Plan 9 on a Gamecube

I have been wondering lately about modifying my Nintendo Gamecube. Recently, a group of individuals managed to boot Linux on the gamecube, and another managed to boot OS X on his gamecube. I have one of two things in mind:

1) Plan 9 cluster. Get Plan 9 to boot up on my gamecube. Actually
, this is a perfect solution, since one can remote boot. I'd like to get the initial bootloader on a memory card, then pull the secondary boot loader over the network connection. This wouldn't be the first weird implementation of this unusual OS.

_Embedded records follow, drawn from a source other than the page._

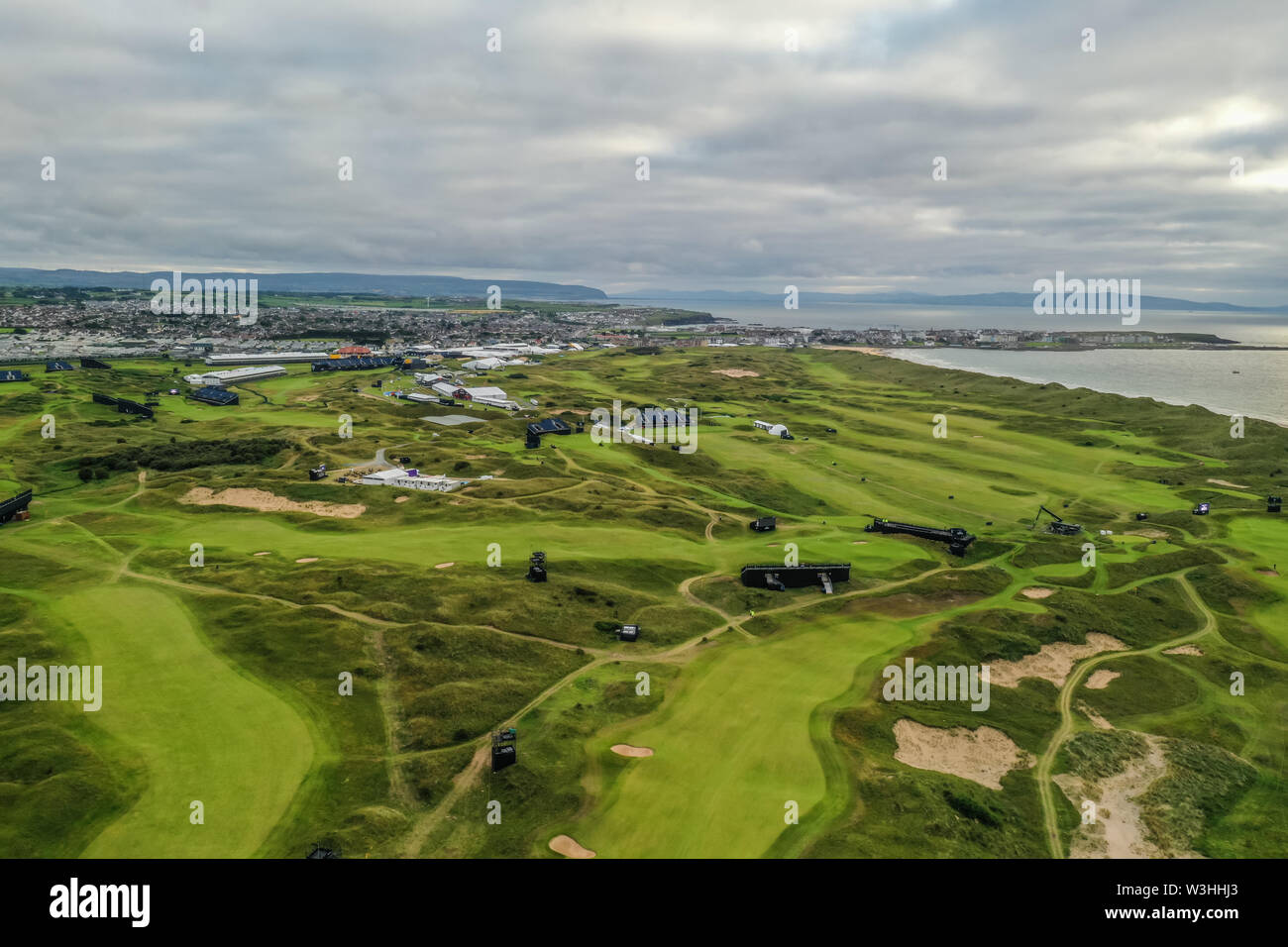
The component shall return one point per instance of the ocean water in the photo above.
(1227, 381)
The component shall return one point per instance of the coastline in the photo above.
(1133, 388)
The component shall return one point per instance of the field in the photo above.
(227, 633)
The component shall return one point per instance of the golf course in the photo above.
(291, 663)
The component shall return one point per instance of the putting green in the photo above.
(204, 731)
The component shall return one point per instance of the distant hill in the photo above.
(313, 282)
(983, 299)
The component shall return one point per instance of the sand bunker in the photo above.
(1099, 681)
(1119, 831)
(627, 750)
(570, 847)
(1227, 483)
(268, 502)
(984, 755)
(1052, 663)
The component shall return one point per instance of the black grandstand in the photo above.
(14, 506)
(550, 425)
(782, 578)
(359, 364)
(124, 405)
(215, 395)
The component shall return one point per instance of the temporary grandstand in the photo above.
(782, 578)
(124, 405)
(954, 536)
(16, 506)
(215, 395)
(359, 363)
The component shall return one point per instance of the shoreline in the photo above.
(890, 352)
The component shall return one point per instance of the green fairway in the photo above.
(202, 731)
(739, 729)
(222, 677)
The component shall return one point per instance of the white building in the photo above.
(235, 376)
(776, 429)
(263, 359)
(484, 364)
(410, 479)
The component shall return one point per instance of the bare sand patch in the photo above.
(627, 750)
(983, 755)
(1119, 830)
(1099, 681)
(1052, 663)
(268, 502)
(570, 847)
(1227, 483)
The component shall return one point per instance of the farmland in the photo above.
(224, 631)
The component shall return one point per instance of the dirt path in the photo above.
(1044, 780)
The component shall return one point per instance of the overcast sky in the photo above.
(767, 166)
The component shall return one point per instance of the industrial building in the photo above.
(235, 376)
(261, 359)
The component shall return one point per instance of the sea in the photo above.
(1252, 382)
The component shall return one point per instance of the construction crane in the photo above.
(1057, 526)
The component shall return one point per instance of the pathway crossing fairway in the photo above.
(734, 749)
(202, 731)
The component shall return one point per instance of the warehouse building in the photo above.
(215, 395)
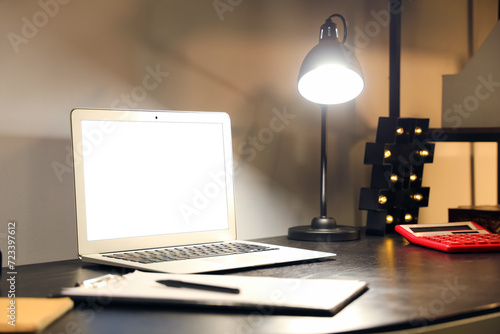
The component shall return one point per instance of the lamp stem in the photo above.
(323, 161)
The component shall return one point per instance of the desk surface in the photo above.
(409, 286)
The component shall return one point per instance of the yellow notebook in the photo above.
(31, 314)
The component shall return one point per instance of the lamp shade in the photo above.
(330, 73)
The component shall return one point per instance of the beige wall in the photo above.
(243, 61)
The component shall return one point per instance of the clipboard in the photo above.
(317, 297)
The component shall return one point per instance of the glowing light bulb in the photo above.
(382, 199)
(418, 197)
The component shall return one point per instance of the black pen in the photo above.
(181, 284)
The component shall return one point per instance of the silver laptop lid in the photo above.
(146, 179)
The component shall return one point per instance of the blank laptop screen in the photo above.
(153, 178)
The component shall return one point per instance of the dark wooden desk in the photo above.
(409, 286)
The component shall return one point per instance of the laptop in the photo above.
(154, 191)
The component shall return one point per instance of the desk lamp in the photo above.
(330, 74)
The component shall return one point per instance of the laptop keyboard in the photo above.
(189, 252)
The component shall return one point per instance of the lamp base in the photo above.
(323, 229)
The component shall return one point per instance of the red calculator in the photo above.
(451, 237)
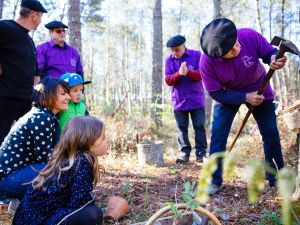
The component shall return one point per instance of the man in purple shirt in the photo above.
(183, 75)
(232, 74)
(56, 57)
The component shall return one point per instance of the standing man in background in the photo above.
(56, 57)
(188, 98)
(18, 64)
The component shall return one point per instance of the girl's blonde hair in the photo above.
(77, 137)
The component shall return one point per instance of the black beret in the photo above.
(55, 24)
(176, 41)
(33, 5)
(218, 37)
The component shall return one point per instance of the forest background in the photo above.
(122, 45)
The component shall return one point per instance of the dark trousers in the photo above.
(15, 184)
(198, 121)
(11, 110)
(89, 215)
(265, 117)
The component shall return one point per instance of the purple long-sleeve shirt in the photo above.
(54, 60)
(187, 93)
(243, 73)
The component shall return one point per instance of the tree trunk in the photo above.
(282, 18)
(157, 53)
(258, 18)
(208, 100)
(1, 8)
(270, 18)
(180, 17)
(74, 24)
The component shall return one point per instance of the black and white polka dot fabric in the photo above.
(31, 140)
(58, 200)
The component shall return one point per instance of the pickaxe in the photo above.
(284, 46)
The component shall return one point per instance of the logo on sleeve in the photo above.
(247, 61)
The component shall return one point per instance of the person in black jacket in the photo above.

2) Beowulf cluster. Years ago, I was involved in the now defunct Wulfstation project, aimed at bringing beowulf to the Playstation 2. This project failed for a variety of reasons, most of which revolved around the fact that the Playstation 2 had not been released yet. Yet, the underlying reasons for pursuing the project are still valid. Others have modded game machines to run linux/netBSD/etc., but few have really pursued the potential these machines have. Bottom line: there is a lot of machine there for $100 or less.

In order to pursue either Gamecube modification, I will need to obtain the optional, and increasingly hard to find ethernet adapter - actually several, depending on how many nodes I wish to set up. I currently have two Gamecubes, but I may want more.

Another interesting idea would be porting Apple's XGrid client to the gamecube. There has already been a Linux (reverse-engineerish hack) implementation, so hope is on the horizon. Given a bizarre set of circumstances, my current XGrid consists of (2) 350 mhz G3 towers, (1) 400 mhz G4 tower, (1) 500 mhz g3 iBook, and (1) 800 mhz g4 iBook, all using 802.11b/g to communicate (depending upon whether the g3 iBook is online). With relatively low processing power and bandwidth limitations, processor-intensive tasks could benefit from having (a) gamecube(s) aboard - cheap additional processing, a fantastic use for gaming consoles.

2 Comments:

At 10:24 AM, Blogger rob pratte said...

Commenting on my own blog....

Anyway, I found a Gamecube mod that may be helpful in my pursuit:

 
At 12:29 AM, Anonymous Anonymous said...

Another interesting box to play with for about $100 is the linux-based Linksys NSLU2. It's marketed to provide NAS via USB drives connected to the box, but of course there are plenty of creative people out there who know they can coax it do do more.